Revisions and Commits

Event Timeline

There are a very large number of changes, so older changes are hidden. Show Older Changes

I just found a case of this bug where the user had an underline in their name but the account was subsequently taken over by a vandal. I thought I had created accounts for all UseModWiki-era users who didn't have them, but users have occasionally slipped through the cracks. See:
http://en.wikipedia.org/wiki/User_talk:The_ansible#Note

I have also known for a long time about the case of "Simon_J_Kissane", see:
http://en.wikipedia.org/w/index.php?title=Talk:Algebraic_number&oldid=234678

Are we supposed to list all cases we find (as in [[bugzilla:20757]])? Because I just ran across [[User:Alan_D]]: http://en.wikipedia.org/w/index.php?title=Sailor_Moon&oldid=282114 for example does not show up in his contributions.

@ Philip #15

I don't know who decides what we're "supposed" to do, but I think that it would be a good idea, at least until a developer writes in to say that there's no point.

There's no point in listing them as far as I can tell. The devs can find them all automatically if they use the method I outlined in comment 11. I don't see the point of listing all instances at bug 20757 either, but it's better to be safe than sorry.

As an aside, to draw more attention to this bug, I've mentioned it at http://en.wikipedia.org/wiki/Wikipedia:MediaWiki/DeveloperMemo/November2009#Requests_-_fixes

ayg wrote:

There is no point in listing them one by one here. Anyone with even toolserver access can just query the appropriate tables to find the bad rows. E.g., on enwiki,

mysql> SELECT user_name FROM user WHERE user_name LIKE '%\_%';
+-----------------+

user_name

+-----------------+

Nicholas_Lativy

+-----------------+
1 row in set (1 min 13.18 sec)

The same can just as easily be done for the other wikis, and other tables.

Curiously, the import feature seems to convert underlines to spaces in usernames automatically.
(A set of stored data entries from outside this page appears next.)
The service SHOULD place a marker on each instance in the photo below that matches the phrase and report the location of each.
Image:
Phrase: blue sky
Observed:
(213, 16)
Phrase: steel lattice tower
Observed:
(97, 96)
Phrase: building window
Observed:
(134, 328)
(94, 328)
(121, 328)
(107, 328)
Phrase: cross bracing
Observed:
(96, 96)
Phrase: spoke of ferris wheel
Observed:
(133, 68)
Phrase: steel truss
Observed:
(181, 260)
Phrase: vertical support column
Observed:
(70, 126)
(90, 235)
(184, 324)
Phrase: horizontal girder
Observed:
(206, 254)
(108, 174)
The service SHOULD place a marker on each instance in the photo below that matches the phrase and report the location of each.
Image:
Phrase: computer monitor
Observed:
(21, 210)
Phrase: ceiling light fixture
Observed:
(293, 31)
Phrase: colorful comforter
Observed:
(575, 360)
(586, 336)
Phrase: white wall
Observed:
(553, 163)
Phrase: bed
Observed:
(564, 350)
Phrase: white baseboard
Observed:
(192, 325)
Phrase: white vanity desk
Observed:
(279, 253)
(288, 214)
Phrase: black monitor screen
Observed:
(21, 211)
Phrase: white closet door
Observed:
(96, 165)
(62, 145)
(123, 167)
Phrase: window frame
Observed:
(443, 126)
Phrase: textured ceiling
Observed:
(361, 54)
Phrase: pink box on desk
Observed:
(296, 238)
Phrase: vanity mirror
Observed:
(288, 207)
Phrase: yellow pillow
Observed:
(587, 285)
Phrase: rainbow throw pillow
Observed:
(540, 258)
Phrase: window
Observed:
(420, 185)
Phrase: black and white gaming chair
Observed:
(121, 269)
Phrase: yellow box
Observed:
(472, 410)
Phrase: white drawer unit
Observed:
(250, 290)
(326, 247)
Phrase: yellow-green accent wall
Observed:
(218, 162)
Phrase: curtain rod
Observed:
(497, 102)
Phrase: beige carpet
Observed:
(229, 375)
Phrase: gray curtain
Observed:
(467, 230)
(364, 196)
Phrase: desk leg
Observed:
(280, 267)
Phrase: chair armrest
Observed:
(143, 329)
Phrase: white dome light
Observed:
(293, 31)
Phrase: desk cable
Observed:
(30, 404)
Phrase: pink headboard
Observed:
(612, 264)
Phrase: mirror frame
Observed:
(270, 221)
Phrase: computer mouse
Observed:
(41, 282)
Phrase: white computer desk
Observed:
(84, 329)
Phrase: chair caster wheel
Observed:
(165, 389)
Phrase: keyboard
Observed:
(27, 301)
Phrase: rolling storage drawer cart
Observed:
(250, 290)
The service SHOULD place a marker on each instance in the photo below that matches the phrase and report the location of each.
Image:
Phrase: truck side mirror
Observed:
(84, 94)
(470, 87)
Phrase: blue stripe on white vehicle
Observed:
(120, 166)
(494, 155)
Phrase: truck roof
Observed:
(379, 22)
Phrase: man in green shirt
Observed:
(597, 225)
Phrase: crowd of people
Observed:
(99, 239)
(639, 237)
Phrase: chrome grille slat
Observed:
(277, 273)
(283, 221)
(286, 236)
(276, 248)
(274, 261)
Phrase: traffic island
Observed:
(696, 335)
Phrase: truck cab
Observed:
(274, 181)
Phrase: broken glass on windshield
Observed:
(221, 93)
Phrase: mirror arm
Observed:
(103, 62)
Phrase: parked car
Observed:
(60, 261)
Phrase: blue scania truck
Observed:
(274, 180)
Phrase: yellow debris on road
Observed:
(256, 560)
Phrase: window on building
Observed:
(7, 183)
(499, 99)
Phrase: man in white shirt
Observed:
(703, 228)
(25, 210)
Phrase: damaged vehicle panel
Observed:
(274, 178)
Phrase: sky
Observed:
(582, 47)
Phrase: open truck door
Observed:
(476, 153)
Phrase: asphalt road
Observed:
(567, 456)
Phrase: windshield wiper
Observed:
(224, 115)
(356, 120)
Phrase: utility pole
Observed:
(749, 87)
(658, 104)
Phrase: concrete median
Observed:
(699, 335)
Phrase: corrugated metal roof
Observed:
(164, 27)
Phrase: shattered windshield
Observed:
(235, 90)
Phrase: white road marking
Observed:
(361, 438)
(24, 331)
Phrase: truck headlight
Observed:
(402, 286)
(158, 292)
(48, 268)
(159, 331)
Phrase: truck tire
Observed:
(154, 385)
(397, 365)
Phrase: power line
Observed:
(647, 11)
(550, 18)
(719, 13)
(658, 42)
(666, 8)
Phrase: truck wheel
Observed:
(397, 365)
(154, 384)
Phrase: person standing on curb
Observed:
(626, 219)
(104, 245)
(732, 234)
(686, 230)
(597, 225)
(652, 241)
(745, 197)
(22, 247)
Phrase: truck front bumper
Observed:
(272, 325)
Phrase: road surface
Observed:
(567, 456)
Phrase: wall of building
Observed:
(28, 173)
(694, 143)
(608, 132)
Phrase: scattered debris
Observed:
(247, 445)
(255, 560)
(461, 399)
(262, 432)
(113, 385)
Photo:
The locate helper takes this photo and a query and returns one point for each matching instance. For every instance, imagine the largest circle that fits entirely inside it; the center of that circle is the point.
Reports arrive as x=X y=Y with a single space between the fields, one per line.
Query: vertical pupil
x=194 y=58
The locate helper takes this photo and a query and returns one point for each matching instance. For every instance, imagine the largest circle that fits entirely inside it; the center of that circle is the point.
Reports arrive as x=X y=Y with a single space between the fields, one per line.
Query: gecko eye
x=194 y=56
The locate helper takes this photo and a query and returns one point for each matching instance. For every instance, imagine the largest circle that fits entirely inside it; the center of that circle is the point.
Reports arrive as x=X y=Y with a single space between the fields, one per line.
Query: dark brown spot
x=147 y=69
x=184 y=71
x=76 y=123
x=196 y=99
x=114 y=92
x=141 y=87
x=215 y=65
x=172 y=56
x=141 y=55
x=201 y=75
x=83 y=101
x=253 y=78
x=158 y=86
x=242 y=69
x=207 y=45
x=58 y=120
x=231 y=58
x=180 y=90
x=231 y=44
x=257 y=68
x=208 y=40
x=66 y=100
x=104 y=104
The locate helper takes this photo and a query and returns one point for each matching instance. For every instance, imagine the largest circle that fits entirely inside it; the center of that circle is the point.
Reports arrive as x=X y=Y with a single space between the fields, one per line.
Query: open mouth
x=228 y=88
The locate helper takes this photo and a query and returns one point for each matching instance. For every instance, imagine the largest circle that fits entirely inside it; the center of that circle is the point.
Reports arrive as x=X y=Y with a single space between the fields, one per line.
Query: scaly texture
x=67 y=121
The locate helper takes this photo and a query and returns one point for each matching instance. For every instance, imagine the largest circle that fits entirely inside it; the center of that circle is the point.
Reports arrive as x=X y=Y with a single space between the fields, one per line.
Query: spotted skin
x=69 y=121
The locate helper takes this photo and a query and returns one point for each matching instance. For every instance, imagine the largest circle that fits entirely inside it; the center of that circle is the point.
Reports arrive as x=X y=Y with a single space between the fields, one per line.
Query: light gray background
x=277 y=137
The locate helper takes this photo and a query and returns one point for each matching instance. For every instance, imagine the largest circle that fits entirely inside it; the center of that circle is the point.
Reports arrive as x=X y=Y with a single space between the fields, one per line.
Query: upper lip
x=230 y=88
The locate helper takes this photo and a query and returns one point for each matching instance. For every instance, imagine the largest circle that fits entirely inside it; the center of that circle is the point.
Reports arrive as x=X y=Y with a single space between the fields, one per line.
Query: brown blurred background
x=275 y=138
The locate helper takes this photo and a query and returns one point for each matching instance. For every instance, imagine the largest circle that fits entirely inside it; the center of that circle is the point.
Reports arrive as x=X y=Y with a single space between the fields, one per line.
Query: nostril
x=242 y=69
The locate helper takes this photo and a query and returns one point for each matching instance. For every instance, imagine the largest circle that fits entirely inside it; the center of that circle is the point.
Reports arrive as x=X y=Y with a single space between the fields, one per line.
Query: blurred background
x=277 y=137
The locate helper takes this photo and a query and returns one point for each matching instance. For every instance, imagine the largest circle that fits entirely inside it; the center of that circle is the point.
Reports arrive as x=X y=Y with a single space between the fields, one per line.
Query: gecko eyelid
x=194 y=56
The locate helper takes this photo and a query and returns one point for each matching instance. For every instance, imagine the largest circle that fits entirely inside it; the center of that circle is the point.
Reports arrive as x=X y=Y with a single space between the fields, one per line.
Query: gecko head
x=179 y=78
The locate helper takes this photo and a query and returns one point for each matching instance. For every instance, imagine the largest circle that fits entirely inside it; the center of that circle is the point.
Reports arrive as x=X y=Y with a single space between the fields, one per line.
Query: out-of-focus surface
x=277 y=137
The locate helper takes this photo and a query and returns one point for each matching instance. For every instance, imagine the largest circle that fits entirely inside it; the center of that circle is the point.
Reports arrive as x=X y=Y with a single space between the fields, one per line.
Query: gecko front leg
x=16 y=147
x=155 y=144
I just imported some history from Nostalgia Wikipedia to the English Wikipedia, thanks to bug 20280. Larry Sanger's early contribution list, especially before January 2002, is now quite interesting:

http://en.wikipedia.org/w/index.php?title=Special:Contributions&dir=prev&target=Larry+Sanger

Not really relevant to this bug, but importing such edits also causes diff sizes to be generated for them.

Re: Comment 12, the problem is not the at being changed to a dot, but the fact that the first letter of the username contains a lower-case letter. I've changed the bug name accordingly to take this into account.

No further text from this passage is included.